LeetCode 54 - Spiral Matrix

Brush title errors when school recruit

After 1. AC uploaded to Github on the matter

Very low cost, the solution does not mean that other people understand their true digestion, brushing does not reflect summarized easily forgotten, just remember that look submissions AC before, but the idea is completely not remember. After / biweekly week / month, to be the subject of a recent AC whiteboard program review, Reviewing the Old, the subject of testing standards is done whiteboard bug-free AC.

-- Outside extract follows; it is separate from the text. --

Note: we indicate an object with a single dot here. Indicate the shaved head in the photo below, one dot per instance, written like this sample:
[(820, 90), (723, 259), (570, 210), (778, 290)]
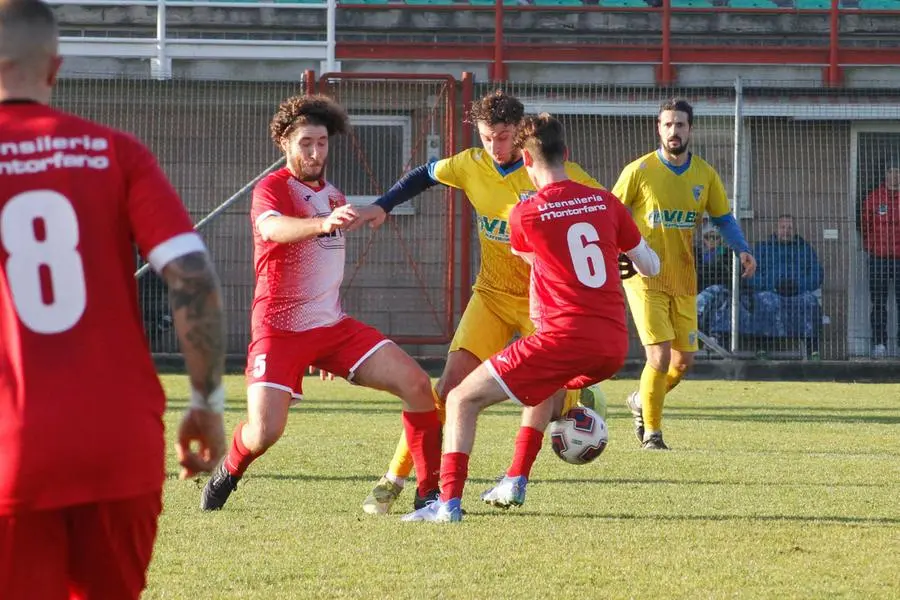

2. Type of test cases is not fully covered

Stick 防御性编程up corner case to consider which of these categories, so the question is bound to consider than a good row vector, column vector, matrix, general matrix. In addition, dig out potential points of topics, such questions than have symmetry.

Summary and Reflection

Own AC Solution

class Solution {
    public List<Integer> spiralOrder(int[][] matrix) {
        List<Integer> result = new ArrayList<>();
        if (matrix == null || matrix.length == 0) {
            return result;
        }
        int m = matrix.length, n = matrix[0].length;
        for (int k = 0; k < (Math.min(m, n) + 1) / 2; ++k) {
            int j = 0;
            for (j = k; j < n - k; ++j) {
                result.add(matrix[k][j]);
            }
            for (j = k + 1; j < m - k; ++j) {
                result.add(matrix[j][n - k - 1]);
            }
            if (m - k - 1 > k) {
                for (j = n - k - 2; j >= k; --j) {
                    result.add(matrix[m - k - 1][j]);
                }
            }
            if (n - k - 1 > k){
                for (j = m - k - 2; j > k; --j) {
                    result.add(matrix[j][k]);
                }
            }
        }
        return result;
    }
}

Nine chapters of the Solution

class Solution {
    public List<Integer> spiralOrder(int[][] matrix) {
        List<Integer> result = new ArrayList<>();
        if (matrix == null || matrix.length == 0) {
            return result;
        }
        int m = matrix.length, n = matrix[0].length;
        int x = 0, y = 0;
        while (m > 0 && n > 0) {
            if (m == 1) {
                for (int i = 0; i < n; ++i) {
                    result.add(matrix[x][y++]);
                }
                break;
            } else if (n == 1) {
                for (int i = 0; i < m; ++i) {
                    result.add(matrix[x++][y]);
                }
                break;
            }
            for (int i = 0; i < n - 1; ++i) {
                result.add(matrix[x][y++]);
            }
            for (int i = 0; i < m - 1; ++i) {
                result.add(matrix[x++][y]);
            }
            for (int i = 0; i < n - 1; ++i) {
                result.add(matrix[x][y--]);
            }
            for (int i = 0; i < m - 1; ++i) {
                result.add(matrix[x--][y]);
            }
            x++;
            y++;
            m = m - 2;
            n = n - 2;
        }
        return result;
    }
}

Summary and Reflection

Although he wrote the AC code shorter, but more like an outsider by observing the law written code. Nine chapters of the algorithm is more in line with computational thinking through $(X, y)$ recording start point coordinates, by $m$ and $n$ controls the number of steps in the interview easier to write bug-free. Own code in case of a forgotten interview $if$ directly gg up.

Also remember some of the devil / unusual ideas in interviews is risky, not all interviewers are like Pony.ai ACM great God sits there, you can quickly understand the idea, most of the company's line of business development interviewers are temporary ready. So play safe, master general idea is to first pick.